Une note de prudence
Cependant, bien que l’IA ait le potentiel d’apporter d’énormes avantages, Alex Rice, directeur de la technologie chez HackerOne, invite les organisations à procéder avec prudence. « Au cours de l’année prochaine, nous verrons de nombreuses entreprises trop optimistes faire trop confiance aux capacités de l’IA générative (GenAI) – mais nous ne pouvons pas oublier les principes de base de la sécurité », explique-t-il. « Près de la moitié de notre communauté de hackers éthiques (43 %) pense que la GenAI entraînera une augmentation des vulnérabilités dans le code des organisations. Il est essentiel de reconnaître le rôle indispensable que joue la supervision humaine dans la sécurité de la GenAI à mesure que cette technologie évolue.
« La plus grande menace que représente la GenAI pour les organisations réside dans leur propre mise en œuvre précipitée de la technologie pour rester dans la course. La GenAI possède un immense potentiel pour stimuler la productivité, mais si vous oubliez l’hygiène de sécurité de base lors de la mise en œuvre, vous vous exposez à un risque de cybersécurité important. »
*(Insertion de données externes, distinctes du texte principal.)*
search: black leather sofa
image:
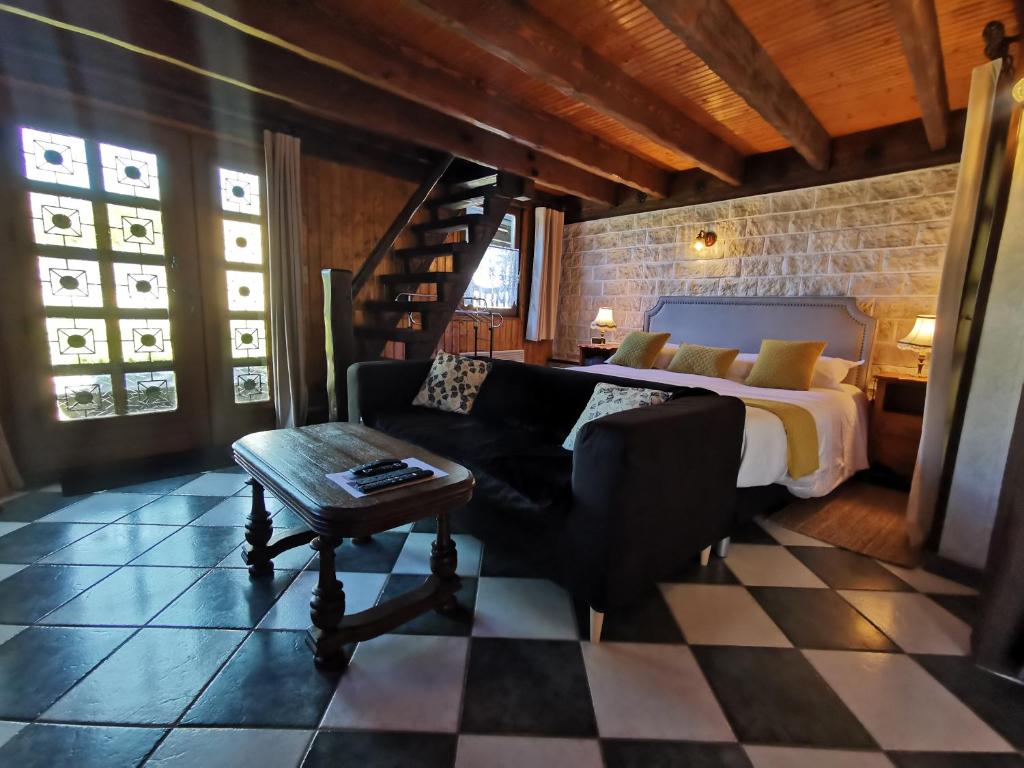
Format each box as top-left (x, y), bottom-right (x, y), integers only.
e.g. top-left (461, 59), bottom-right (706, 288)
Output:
top-left (348, 360), bottom-right (744, 626)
Matt Rider, vice-président de l’ingénierie chez Exabeam, estime que l’IA a été surestimée en 2023. « Depuis que le terme IA a refait surface grâce à des outils d’IA générative comme ChatGPT, les fournisseurs ont voulu capitaliser sur l’engouement pour l’IA. Par conséquent, nous constatons actuellement que le terme est surutilisé, déformé et exagéré. En 2024, je m’attends à ce que nous continuions à voir cette tendance s’accentuer.
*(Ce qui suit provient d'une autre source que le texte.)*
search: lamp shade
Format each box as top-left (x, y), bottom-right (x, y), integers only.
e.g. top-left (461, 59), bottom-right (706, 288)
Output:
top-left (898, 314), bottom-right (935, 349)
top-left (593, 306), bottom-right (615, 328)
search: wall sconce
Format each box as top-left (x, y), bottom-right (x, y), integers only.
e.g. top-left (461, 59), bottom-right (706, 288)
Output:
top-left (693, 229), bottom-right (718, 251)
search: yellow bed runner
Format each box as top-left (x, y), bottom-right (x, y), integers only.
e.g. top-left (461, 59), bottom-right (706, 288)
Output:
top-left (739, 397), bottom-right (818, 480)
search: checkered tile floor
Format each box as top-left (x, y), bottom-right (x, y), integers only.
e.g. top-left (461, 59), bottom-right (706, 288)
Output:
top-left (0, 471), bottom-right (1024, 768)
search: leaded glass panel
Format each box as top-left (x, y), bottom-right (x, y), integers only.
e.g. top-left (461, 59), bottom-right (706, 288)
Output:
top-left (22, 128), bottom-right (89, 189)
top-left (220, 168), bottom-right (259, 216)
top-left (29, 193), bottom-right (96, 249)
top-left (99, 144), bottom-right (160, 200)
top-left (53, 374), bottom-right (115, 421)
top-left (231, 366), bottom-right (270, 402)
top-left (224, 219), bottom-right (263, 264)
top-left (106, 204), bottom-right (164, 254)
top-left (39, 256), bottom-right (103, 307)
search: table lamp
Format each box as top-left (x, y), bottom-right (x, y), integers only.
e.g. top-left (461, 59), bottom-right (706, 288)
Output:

Il prévient que « les fournisseurs doivent être très prudents quant à la manière dont ils prévoient de commercialiser leurs produits d' »IA ». Au fil du temps, le terme sera de moins en moins mystifié et les clients seront de plus en plus avertis de ce qui constitue réellement l’IA et de ce qu’ils peuvent raisonnablement en attendre. Les fournisseurs doivent s’assurer que leur technologie d’IA passe la rampe dès que l’on gratte la surface. En effet, que vous soyez un fournisseur de logiciels ou un utilisateur final, la même prudence s’impose dans les deux cas : réfléchissez bien à ce que vous espérez obtenir en intégrant l’IA à votre produit ou à votre entreprise et, si vous êtes un fournisseur, réfléchissez encore plus attentivement avant d’étiqueter un produit comme étant « alimenté par l’IA », sous peine de subir un retour de bâton très réel de la part de clients et de prospects de plus en plus informés et fascinés par l’IA.